In other words, we have a sort of vertical friendship with Jesus as our God and Savior, that is different than the horizontal friendship that we have with one another as fellow people
He is a friend to us in ways that we can’t be a friend to him
He extends grace to us, whereas we receive grace from him
He earnestly counsels us, we listen, trust and obey
He helps us in our calamity, but he has no need of us doing the same
He forgives us, whereas we are forgiven by him
And though at first this lack of reciprocity might make it feel hard to be friends with him, the opposite is true with Jesus
Because it means that throughout his life on earth, he was able to share earnest counsel and bear heavy burdens with those who were unable to do the same (he can be friends with anyone)
And it means that towards the end of his life…
Even after one of his friends - Judas- betrayed him to be killed
And all of his other friends - the 11 disciples - forsook him in the garden
And one of his best friends - Peter - denied that he even knew him
Even then, as Jesus told his disciples he would do in John 15:13…
13 Greater love has no one than this, that someone lay down his life for his friends.

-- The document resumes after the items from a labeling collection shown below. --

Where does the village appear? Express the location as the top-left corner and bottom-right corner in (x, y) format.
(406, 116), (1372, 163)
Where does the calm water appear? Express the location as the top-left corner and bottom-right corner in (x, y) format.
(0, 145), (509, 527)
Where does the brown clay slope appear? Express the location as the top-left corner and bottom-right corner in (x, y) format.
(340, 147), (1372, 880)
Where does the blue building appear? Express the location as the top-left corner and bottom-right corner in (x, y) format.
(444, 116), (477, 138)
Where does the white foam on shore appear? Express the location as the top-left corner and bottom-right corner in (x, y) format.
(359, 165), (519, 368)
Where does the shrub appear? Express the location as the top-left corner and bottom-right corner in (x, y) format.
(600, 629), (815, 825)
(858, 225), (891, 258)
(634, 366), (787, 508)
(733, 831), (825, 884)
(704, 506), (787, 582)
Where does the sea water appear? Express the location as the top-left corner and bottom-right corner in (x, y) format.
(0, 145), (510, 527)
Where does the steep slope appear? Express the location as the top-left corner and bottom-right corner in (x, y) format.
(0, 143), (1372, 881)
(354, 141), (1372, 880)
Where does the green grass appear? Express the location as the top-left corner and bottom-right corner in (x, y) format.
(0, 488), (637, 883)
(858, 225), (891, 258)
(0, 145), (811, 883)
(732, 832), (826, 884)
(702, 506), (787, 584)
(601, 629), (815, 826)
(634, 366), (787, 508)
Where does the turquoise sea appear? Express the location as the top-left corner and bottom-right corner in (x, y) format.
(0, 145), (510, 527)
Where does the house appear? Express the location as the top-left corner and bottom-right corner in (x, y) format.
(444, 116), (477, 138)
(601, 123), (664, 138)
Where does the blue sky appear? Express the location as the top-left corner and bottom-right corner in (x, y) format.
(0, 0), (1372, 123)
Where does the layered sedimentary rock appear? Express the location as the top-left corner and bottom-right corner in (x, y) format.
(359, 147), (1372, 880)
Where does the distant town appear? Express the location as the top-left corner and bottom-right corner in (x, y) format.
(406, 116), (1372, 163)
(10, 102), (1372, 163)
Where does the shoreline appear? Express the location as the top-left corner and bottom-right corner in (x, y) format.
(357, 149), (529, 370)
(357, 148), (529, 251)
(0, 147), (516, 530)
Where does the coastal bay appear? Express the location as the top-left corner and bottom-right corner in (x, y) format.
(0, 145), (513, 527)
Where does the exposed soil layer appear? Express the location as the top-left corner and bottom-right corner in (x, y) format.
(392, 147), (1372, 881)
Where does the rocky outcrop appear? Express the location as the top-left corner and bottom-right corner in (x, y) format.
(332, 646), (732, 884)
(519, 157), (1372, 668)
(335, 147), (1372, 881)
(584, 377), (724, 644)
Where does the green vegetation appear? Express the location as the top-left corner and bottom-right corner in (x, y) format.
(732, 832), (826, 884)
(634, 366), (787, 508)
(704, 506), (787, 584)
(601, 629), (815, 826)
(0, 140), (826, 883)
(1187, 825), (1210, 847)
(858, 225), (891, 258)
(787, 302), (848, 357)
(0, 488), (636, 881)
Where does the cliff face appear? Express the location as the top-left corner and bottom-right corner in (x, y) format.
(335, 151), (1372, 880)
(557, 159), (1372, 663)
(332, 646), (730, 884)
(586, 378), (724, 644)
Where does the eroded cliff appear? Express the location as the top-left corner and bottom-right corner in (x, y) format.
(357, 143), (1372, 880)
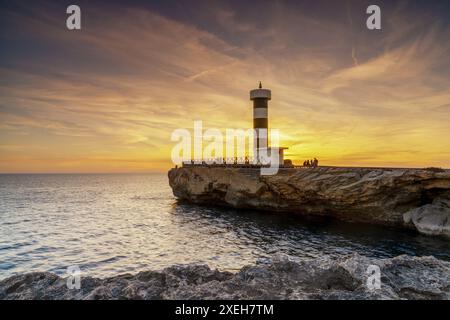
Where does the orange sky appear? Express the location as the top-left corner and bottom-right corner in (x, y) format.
(0, 1), (450, 172)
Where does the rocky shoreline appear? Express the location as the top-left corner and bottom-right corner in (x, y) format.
(0, 254), (450, 300)
(168, 166), (450, 237)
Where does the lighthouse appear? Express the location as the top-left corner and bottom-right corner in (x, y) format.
(250, 82), (287, 166)
(250, 82), (272, 163)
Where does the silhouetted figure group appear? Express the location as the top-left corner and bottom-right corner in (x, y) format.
(303, 158), (319, 168)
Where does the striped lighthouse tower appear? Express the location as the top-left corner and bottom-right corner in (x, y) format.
(250, 82), (272, 163)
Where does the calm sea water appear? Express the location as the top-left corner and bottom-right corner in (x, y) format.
(0, 174), (450, 279)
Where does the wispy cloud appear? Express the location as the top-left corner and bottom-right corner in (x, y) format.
(0, 2), (450, 171)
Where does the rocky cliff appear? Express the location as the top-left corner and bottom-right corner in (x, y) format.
(0, 254), (450, 299)
(169, 166), (450, 236)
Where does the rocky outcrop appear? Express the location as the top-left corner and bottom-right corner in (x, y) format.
(0, 254), (450, 299)
(169, 166), (450, 236)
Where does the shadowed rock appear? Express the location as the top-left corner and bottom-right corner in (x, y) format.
(169, 166), (450, 236)
(0, 254), (450, 299)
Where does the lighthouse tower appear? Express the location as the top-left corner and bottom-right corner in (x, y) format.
(250, 82), (272, 163)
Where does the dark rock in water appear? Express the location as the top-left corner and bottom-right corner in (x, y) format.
(0, 254), (450, 299)
(169, 166), (450, 236)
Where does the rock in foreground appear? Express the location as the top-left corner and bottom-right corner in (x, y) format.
(0, 254), (450, 299)
(169, 166), (450, 236)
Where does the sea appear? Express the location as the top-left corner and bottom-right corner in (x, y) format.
(0, 173), (450, 280)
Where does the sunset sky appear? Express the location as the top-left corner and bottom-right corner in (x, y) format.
(0, 0), (450, 172)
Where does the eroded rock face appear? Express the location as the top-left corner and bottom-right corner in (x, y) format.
(0, 254), (450, 299)
(169, 167), (450, 236)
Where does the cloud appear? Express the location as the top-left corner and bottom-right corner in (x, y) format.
(0, 2), (450, 171)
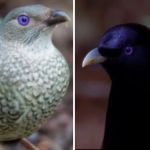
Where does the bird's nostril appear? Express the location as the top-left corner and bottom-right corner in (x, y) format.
(98, 48), (121, 57)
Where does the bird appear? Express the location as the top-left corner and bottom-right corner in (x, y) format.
(0, 4), (70, 141)
(82, 23), (150, 149)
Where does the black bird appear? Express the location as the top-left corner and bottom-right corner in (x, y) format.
(82, 23), (150, 150)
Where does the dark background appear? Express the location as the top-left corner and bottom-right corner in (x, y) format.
(0, 0), (73, 150)
(75, 0), (150, 149)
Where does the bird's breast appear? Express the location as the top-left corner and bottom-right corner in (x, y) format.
(0, 48), (69, 140)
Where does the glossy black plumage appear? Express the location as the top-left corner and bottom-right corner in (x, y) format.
(99, 24), (150, 149)
(82, 23), (150, 150)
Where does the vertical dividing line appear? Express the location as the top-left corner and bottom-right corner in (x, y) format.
(73, 0), (75, 150)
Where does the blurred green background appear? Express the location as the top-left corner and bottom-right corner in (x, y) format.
(75, 0), (150, 149)
(0, 0), (73, 150)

Jesus’ love, trustworthiness, and faithfulness as a friend are so great, that he endured the betrayal, abandonment, and denial of his friends on his way to laying down his life for them
He willingly ate the salt brownie of forsakenness by his friends, and he did so for those very friends, for us
On the cross, he took upon himself the guilt and shame of sinners, so that we could be brought near in close, friendly relationship with God
And his work was proved effective when three days later he rose from the dead
Proving to the world that he is indeed the Ultimate Friend, whose earnest counsel is worth banking our lives upon, and who is strong enough to bear our heavy weights, including the heaviest weight we have, namely our sin and condemnation before God
Now, Jesus has ascended to the right hand of the Father and there he freely offers his friendship to all who will trust in Him.
Have you taken him up on his offer?…
App. Gospel Appeal
App. Gospel Appeal
Have you turned from your sin, turned from your self-reliance, and trusted in Him as your Lord and Savior, who lived and died and rose again so that we can be saved?

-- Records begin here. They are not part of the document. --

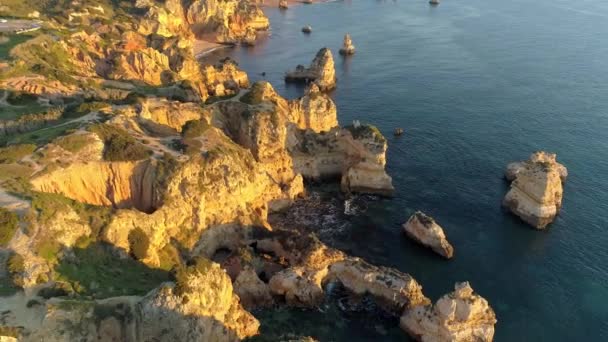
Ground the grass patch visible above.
[89,124,152,161]
[0,207,19,247]
[240,82,264,105]
[55,243,170,298]
[0,34,32,59]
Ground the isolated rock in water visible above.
[503,162,563,229]
[285,48,336,91]
[340,124,395,196]
[327,258,430,312]
[233,268,273,309]
[403,211,454,259]
[400,282,496,342]
[340,33,355,55]
[505,151,568,183]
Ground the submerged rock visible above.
[503,162,563,229]
[340,33,355,55]
[403,211,454,259]
[400,282,496,342]
[285,48,336,91]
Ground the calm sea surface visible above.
[204,0,608,341]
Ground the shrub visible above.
[89,124,151,161]
[0,144,36,164]
[0,208,19,247]
[129,228,150,260]
[6,253,25,287]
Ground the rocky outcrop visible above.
[257,231,429,312]
[19,258,260,342]
[503,162,563,229]
[233,268,273,309]
[132,97,203,132]
[328,258,430,312]
[340,33,355,56]
[186,0,270,43]
[400,282,496,342]
[285,48,336,91]
[505,151,568,183]
[31,160,157,212]
[289,83,338,133]
[403,211,454,259]
[137,258,260,341]
[201,59,249,96]
[208,82,394,196]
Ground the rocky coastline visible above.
[0,0,498,341]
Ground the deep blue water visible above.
[205,0,608,341]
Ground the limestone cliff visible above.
[400,282,496,342]
[505,151,568,183]
[285,48,336,91]
[403,211,454,259]
[503,162,563,229]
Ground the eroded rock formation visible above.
[285,48,336,91]
[505,151,568,183]
[400,282,496,342]
[403,211,454,259]
[340,33,355,56]
[503,153,567,229]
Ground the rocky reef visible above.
[400,282,496,341]
[285,48,336,91]
[503,152,568,229]
[403,211,454,259]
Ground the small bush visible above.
[89,124,151,161]
[0,144,36,164]
[0,208,19,247]
[129,228,150,260]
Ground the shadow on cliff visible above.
[55,242,171,298]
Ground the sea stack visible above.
[403,211,454,259]
[285,48,336,91]
[503,152,567,229]
[400,282,496,342]
[340,33,355,56]
[505,151,568,183]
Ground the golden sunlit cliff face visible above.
[0,0,429,341]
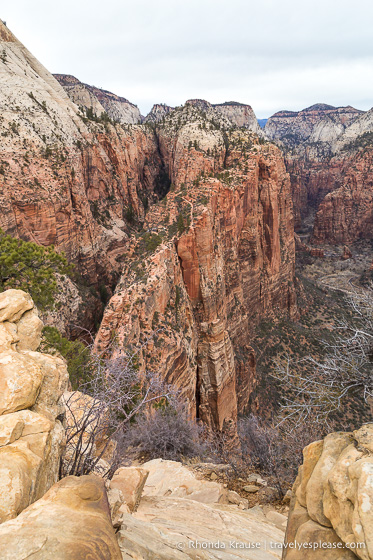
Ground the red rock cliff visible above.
[96,106,296,429]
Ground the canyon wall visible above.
[265,104,373,244]
[0,290,68,524]
[0,23,296,429]
[283,424,373,560]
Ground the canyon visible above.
[0,19,297,433]
[264,104,373,244]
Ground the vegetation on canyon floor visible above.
[0,229,72,310]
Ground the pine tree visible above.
[0,229,72,309]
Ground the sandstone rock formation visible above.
[0,290,68,523]
[96,103,296,438]
[54,74,143,124]
[264,103,363,146]
[265,104,373,244]
[0,475,122,560]
[0,22,160,286]
[144,103,174,123]
[118,460,284,560]
[186,99,262,136]
[283,424,373,560]
[265,104,373,244]
[110,467,149,513]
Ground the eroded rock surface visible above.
[96,107,297,436]
[283,424,373,560]
[118,459,284,560]
[0,290,68,523]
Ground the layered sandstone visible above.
[54,74,143,124]
[265,104,373,244]
[186,99,262,136]
[0,290,68,523]
[0,475,122,560]
[283,424,373,560]
[118,459,285,560]
[96,104,296,436]
[144,103,174,123]
[313,147,373,244]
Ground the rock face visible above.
[264,103,364,146]
[53,74,143,124]
[283,424,373,560]
[265,104,373,244]
[96,103,296,438]
[118,459,284,560]
[0,22,161,286]
[0,290,68,523]
[0,23,296,429]
[313,148,373,244]
[186,99,262,136]
[144,103,174,123]
[0,475,122,560]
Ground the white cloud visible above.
[1,0,373,117]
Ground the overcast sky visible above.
[0,0,373,118]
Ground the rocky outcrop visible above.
[312,147,373,244]
[283,424,373,560]
[0,22,160,286]
[144,103,174,123]
[53,74,143,124]
[118,459,284,560]
[186,99,262,136]
[213,101,261,135]
[0,475,122,560]
[264,103,363,146]
[96,104,296,429]
[0,290,68,523]
[265,105,373,244]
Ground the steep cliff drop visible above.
[265,104,373,244]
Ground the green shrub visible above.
[0,229,72,310]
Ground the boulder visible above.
[0,475,122,560]
[118,496,284,560]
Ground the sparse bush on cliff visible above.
[0,229,72,310]
[238,414,320,496]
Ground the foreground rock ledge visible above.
[283,423,373,560]
[0,475,122,560]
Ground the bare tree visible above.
[60,354,177,478]
[238,414,320,496]
[271,285,373,427]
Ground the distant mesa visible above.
[54,74,144,124]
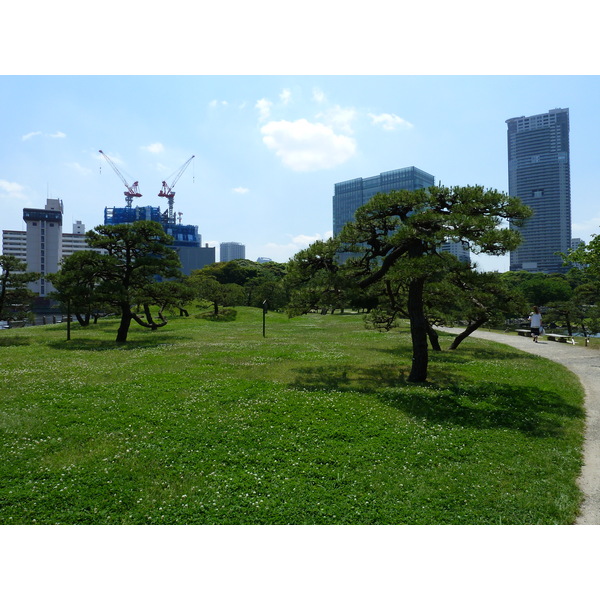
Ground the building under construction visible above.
[100,150,215,275]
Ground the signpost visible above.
[263,300,269,337]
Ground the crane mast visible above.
[158,155,194,224]
[98,150,142,208]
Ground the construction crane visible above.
[158,155,194,224]
[98,150,142,208]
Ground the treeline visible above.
[0,186,600,382]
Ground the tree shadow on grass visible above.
[48,332,191,352]
[291,364,584,437]
[379,382,584,437]
[291,363,406,394]
[375,346,536,364]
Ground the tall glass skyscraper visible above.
[333,167,435,236]
[506,108,571,273]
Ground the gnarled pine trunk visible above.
[408,277,429,383]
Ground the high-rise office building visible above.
[333,167,435,236]
[219,242,246,262]
[23,198,63,297]
[506,108,571,273]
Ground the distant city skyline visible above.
[507,107,572,273]
[0,75,600,271]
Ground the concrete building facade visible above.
[23,198,63,297]
[219,242,246,262]
[333,167,470,262]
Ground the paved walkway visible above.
[441,328,600,525]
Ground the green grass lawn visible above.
[0,308,584,524]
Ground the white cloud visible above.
[255,98,273,121]
[0,179,25,199]
[313,88,326,103]
[141,142,165,154]
[279,88,292,104]
[260,119,356,171]
[21,131,42,142]
[21,131,67,142]
[317,105,356,133]
[264,231,333,262]
[369,113,413,131]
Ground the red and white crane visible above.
[158,155,194,223]
[98,150,144,208]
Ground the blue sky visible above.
[0,75,600,270]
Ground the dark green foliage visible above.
[53,221,183,343]
[290,186,531,382]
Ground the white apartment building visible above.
[2,198,89,297]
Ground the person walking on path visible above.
[529,306,542,343]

His earnest counsel to you and I from Matthew 11:28-30 is this…
28 Come to me, all who labor and are heavy laden, and I will give you rest. 29 Take my yoke upon you, and learn from me, for I am gentle and lowly in heart, and you will find rest for your souls. 30 For my yoke is easy, and my burden is light.”
Will you listen to Him, and respond by coming to him, and giving to him the heavy burden of your sin, so that you can enjoy life with him?

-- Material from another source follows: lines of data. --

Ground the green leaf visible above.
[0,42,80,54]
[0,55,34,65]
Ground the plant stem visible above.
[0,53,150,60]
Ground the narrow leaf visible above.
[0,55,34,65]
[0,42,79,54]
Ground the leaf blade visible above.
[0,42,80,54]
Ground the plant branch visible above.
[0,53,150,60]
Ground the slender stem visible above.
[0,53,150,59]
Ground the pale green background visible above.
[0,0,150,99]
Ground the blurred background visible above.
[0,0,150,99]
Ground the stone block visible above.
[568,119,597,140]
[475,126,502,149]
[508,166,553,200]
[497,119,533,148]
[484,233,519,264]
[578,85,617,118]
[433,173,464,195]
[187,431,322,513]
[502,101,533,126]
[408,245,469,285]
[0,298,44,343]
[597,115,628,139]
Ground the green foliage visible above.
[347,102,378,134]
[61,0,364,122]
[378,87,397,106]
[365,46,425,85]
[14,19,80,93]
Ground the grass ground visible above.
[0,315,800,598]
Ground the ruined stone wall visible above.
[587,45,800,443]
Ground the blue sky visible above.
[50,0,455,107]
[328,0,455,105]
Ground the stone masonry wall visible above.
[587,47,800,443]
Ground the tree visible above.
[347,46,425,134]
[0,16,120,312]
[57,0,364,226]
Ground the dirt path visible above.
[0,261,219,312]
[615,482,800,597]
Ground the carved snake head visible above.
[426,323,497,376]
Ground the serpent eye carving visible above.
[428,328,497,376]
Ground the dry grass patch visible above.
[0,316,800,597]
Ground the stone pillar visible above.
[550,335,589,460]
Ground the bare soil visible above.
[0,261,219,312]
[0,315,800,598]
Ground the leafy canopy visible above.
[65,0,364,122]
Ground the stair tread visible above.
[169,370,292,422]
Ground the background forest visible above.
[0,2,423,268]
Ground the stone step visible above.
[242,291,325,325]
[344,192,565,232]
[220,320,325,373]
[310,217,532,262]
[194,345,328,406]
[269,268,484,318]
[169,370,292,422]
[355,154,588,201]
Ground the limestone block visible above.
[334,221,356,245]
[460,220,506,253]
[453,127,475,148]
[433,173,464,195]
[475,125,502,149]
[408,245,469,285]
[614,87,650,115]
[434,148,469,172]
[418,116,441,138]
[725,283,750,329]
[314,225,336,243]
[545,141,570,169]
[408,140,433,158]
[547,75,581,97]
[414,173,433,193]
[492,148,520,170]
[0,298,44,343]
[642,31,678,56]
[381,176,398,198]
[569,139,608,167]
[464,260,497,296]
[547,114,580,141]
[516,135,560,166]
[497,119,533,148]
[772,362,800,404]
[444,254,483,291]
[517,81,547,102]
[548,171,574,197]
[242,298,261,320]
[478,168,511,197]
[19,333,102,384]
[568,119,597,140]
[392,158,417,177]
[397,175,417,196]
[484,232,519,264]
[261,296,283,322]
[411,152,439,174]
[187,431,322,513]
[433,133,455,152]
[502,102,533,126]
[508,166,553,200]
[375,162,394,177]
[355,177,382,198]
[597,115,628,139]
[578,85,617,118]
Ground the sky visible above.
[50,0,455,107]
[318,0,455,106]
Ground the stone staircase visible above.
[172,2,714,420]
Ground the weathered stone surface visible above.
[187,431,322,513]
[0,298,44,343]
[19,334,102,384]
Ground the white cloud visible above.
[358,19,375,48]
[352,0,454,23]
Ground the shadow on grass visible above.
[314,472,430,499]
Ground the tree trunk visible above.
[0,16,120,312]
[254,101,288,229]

Come to Jesus this morning with empty hands of faith, receiving him as your Lord and Savior, and thus having him as your Friend forever.
Friendship with him is foundational to the friendship Proverbs 27 has called us to this morning
And for those of hear today who have come and found our rest in Jesus, we should be encouraged….
App. Be Encouraged by Jesus as your Friend to be a friend to others
App. Be Encouraged by Jesus as your Friend to be a friend to others
Our friendship with Jesus is what empowers our embrace of one another as friends
Because Jesus’ knows and love us, we are free to know and be known by others, to love and be loved by others.
Because our identity is secure in Him, he frees us from feeling like we need to be OK when we are NOT OK, and therefore to be honest and vulnerable with one another
Because he is abundant in patience, love, and forgiveness towards us, we are motivated to be earnest in our counsel towards others, in grace and truth, even when it is hard or uncomfortable
Because he does not forsake us in the midst of our sin and suffering, we are motivated to not forsake one another even when that requires great sacrifice on our part.
The friend that Jesus is to us is what empowers us to be friends to one another
So brothers and sisters, let’s…
Conclusion
Conclusion
MIM: Embrace friendship, because it is a key ingredient to enjoying the good life.
MIM: Embrace friendship, because it is a key ingredient to enjoying the good life.